Metadata-Version: 2.1
Name: pyflink_deepbi
Version: 0.1.0
Summary: "Deep.BI utilities libraries for PyFlink"
Author: "Bartosz Mikulski"
Author-email: bartosz.mikulski@deep.bi, bartosz.mikulski.praca@gmail.com
License: Apache-2.0
Requires-Python: >=3.7
Description-Content-Type: text/markdown

# JDBC streaming source connector for Apache Flink

[![CI/CD](https://github.com/deep-bi/flink-connector-jdbc-source/actions/workflows/main.yml/badge.svg)](https://github.com/deep-bi/flink-connector-jdbc-source/actions/workflows/main.yml)

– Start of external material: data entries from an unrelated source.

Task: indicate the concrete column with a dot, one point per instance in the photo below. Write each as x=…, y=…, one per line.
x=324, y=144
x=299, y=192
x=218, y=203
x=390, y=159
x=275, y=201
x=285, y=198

This connector for Apache Flink provides a streaming JDBC source.
The connector implements a source function for Flink that queries the database on a regular interval and pushes all the results to the output stream.

Features:

- Accept custom JDBC connection parameters and custom SQL SELECT query to be executed

- Extendable row parsers

- Implemented in Java, but with additional Python binding for the source function


## Compatibility Matrix

The main branch will always have the most recent supported versions of Flink.

| Connector Version | Flink Version | Status            |
|-------------------|---------------|-------------------|
| 0.1               | 1.15          | Under Development |


## Usage (PyFlink)

A JDBC streaming source reads a JDBC compliant database by using provided query. To create a source you can use following code (in PyFlink):


```python
from pyflink.common import Duration
from pyflink_deepbi.jdbc import JDBCSourceBuilder, Parsers

source_fn = (
    JDBCSourceBuilder()
        .with_query("SELECT * FROM users;")  # Query to run against the database
        .with_url("jdbc:sqlite:sample.db")  # Database connection string
        .with_parser(Parsers.json_string())  # Parser that converts database records to stream event
        .with_discovery_interval(Duration.of_hours(1))  # How frequently query the database (in milliseconds)?
        .build_source_function()  # Builds the source function
)

stream = env.add_source(source_fn, "JDBC Query", source_fn.output_type)
```

Above implementation uses source function to read the database. However, we also have the Source API based implementation.
The problem is that it only works if you run the application with: `flink run --python script.py` and the JARs are in the
Flink classpath. There is a bug when starting application with `python script.py`, that the Flink cannot see the classes from
provided JARS (as the Source API exposes custom classes outside the function). For this reason the code above is recommended as
you can run the same code on cluster and locally from script.

## Deployment

To build a fat jar change directory to `flink-java` and run: `mvn package`.

## Development

Supported Python versions are Python 3.7, Python 3.8, Python 3.9 and Python 3.10. 
Create and activate a virtual environment with the Python version of your choice.

To install Python dependencies change directory to `flink-python` and run:
```bash
pip install -r requirements.txt
pip install -e .  # to install module as editable for the unit test
```

To test across Python versions run `tox`. For running only unit test on current interpreter run: `pytest tests/`.